During the early 1980’s, Alice also saw his record sales decline. He appeared, playing himself, in the unsuccessful comedy film Roadie, and he only managed to chart one single, “Clones”, during those years.
Cooper took a hiatus from recording after releasing the album “DaDa” in 1983.
Alice made a strong comeback in 1986 with the heavy metal album “Constrictor”. He followed it with “Raise Your Fist And Yell” that mined the same musical vein. Cooper had found an ally in MTV that helped to expose his mock violent stage act to a new generation of fans.
In 1989, he released his biggest selling album in years, “Trash”, and scored his first Top Ten single in over twelve years with “Poison”. He also used his renewed stardom to appear in several films including Prince Of Darkness, Freddy’s Dead: The Final Nightmare, and Wayne’s World.
Cooper is currently a recovering alcoholic and has continued his career as a hard rock performer on stage, recordings, television, films, and as the host of his own radio show. Although he has been unable to consistently match his successes of the 1970’s, Alice Cooper is recognized as a major inspiration for Kiss, Ozzy Osbourne, Nine Inch Nails, and Marilyn Manson. Even though he and the original band have yet to be inducted, the Rock and Roll Hall of Fame has enshrined “Eighteen” as one of the fifty most important songs in the history of rock and roll.

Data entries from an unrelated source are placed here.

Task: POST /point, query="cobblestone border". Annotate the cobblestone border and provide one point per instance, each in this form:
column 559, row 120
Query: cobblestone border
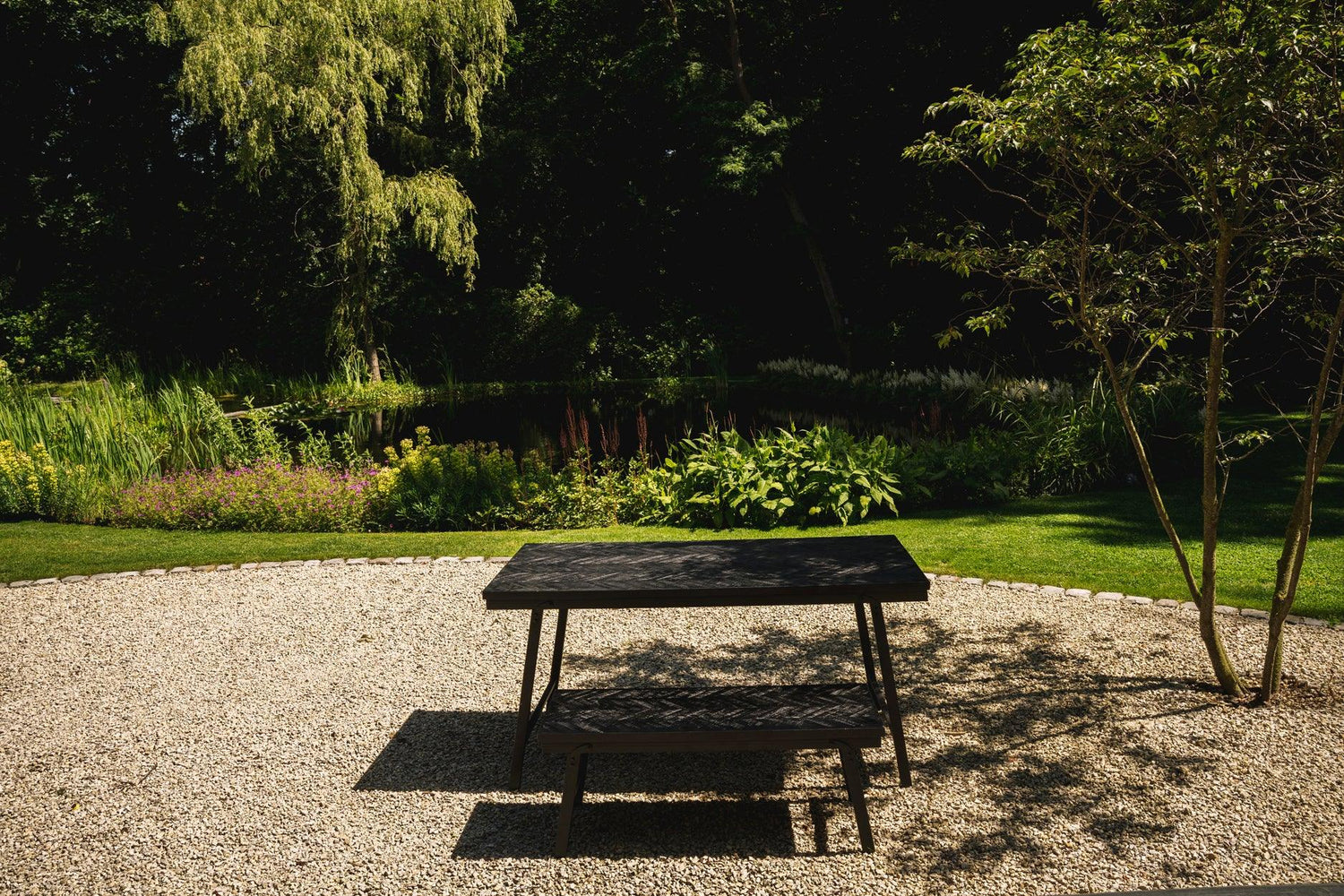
column 1043, row 590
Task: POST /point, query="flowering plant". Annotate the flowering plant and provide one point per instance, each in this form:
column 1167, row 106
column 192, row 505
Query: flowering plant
column 266, row 497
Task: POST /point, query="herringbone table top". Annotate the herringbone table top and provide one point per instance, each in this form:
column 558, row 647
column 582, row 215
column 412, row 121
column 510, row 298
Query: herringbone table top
column 726, row 573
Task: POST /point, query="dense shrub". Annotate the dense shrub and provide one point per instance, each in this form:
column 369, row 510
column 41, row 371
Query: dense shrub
column 35, row 484
column 578, row 495
column 722, row 478
column 269, row 497
column 448, row 487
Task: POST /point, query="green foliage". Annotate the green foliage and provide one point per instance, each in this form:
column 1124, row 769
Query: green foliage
column 266, row 497
column 32, row 484
column 573, row 497
column 446, row 487
column 723, row 479
column 339, row 82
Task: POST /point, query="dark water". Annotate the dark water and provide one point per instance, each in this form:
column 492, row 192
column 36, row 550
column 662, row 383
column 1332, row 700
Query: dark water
column 542, row 421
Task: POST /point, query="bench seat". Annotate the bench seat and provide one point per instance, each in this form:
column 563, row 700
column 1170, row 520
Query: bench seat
column 726, row 718
column 825, row 716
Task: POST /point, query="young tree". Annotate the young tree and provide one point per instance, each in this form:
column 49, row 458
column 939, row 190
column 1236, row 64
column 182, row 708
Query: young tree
column 1176, row 180
column 379, row 96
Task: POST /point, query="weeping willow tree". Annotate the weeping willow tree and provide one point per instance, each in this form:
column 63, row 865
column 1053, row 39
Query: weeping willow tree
column 322, row 82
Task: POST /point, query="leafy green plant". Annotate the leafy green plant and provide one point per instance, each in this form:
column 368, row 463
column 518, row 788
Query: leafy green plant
column 446, row 487
column 268, row 497
column 722, row 478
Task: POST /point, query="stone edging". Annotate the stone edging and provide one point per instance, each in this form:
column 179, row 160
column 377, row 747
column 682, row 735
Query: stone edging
column 1116, row 597
column 263, row 564
column 1043, row 590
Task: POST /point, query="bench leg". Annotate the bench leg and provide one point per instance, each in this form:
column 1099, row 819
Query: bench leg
column 889, row 683
column 578, row 797
column 575, row 764
column 852, row 763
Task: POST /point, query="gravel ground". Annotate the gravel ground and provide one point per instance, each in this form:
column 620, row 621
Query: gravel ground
column 336, row 729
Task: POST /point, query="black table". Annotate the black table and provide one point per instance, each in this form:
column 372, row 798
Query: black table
column 866, row 571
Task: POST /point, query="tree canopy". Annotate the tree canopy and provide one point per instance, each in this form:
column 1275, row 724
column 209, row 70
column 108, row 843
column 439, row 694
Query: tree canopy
column 1174, row 177
column 358, row 89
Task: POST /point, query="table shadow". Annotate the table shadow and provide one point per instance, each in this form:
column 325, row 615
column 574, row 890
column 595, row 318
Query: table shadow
column 468, row 751
column 621, row 829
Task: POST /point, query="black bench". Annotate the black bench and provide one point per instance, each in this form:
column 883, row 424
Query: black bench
column 824, row 716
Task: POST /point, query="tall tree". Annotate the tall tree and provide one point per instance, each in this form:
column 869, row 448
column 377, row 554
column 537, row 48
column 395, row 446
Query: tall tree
column 379, row 96
column 1176, row 182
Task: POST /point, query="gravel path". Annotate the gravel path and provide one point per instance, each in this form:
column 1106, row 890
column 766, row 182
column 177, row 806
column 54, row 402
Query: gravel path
column 335, row 729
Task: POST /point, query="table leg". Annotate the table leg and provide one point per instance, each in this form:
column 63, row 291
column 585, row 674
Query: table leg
column 556, row 654
column 866, row 643
column 524, row 702
column 889, row 681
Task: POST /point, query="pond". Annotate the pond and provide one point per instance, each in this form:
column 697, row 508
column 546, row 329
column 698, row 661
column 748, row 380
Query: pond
column 548, row 419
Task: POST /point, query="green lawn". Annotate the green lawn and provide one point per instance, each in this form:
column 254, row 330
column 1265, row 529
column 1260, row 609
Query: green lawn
column 1101, row 540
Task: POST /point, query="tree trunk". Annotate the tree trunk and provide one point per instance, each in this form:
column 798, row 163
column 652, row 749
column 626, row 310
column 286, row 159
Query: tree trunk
column 375, row 368
column 1300, row 524
column 1211, row 501
column 790, row 199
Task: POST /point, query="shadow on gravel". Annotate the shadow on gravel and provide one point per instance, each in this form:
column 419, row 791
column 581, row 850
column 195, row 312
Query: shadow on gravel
column 620, row 829
column 1046, row 737
column 468, row 753
column 1039, row 731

Alice Cooper was voted into Michigan Rock and Roll Legends Hall of Fame in 2005. In 2008, Alice Cooper's "Eighteen" was voted in as one of Michigan's Legendary Songs. In 2009, the band's biggest hit, "School's Out", was also voted in.
MRRL Hall of Fame: https://www.michiganrockandrolllegends.com/mrrl-hall-of-fame
The original Alice Cooper band was inducted into the Rock and Roll Hall of Fame in 2011.
Video: Watch Alice perform "No More Mr. Nice Guy" https://www.youtube.com/watch?v=3B300-2Kt8Y
Dr. J. Recommends:
The Best Of Alice Cooper: Mascara & Monsters”. Warner Archives/Rhino CD. The Twenty-two tracks cover the highlights of both the group’s best songs and Alice’s solo recordings.
“Love It To Death” and “Killer”, Warner Bros. CDs. These two early albums hold up very well and demonstrate the style that started the band on the road to stardom.
From The Bookshelf:
Billion Dollar Baby by Bob Greene. Ahtheneum 1974. A great look behind the scenes of the original Alice Cooper band. Greene performed onstage in a skit as Santa Claus with the group on their infamous “Billion Dollar Babies” tour.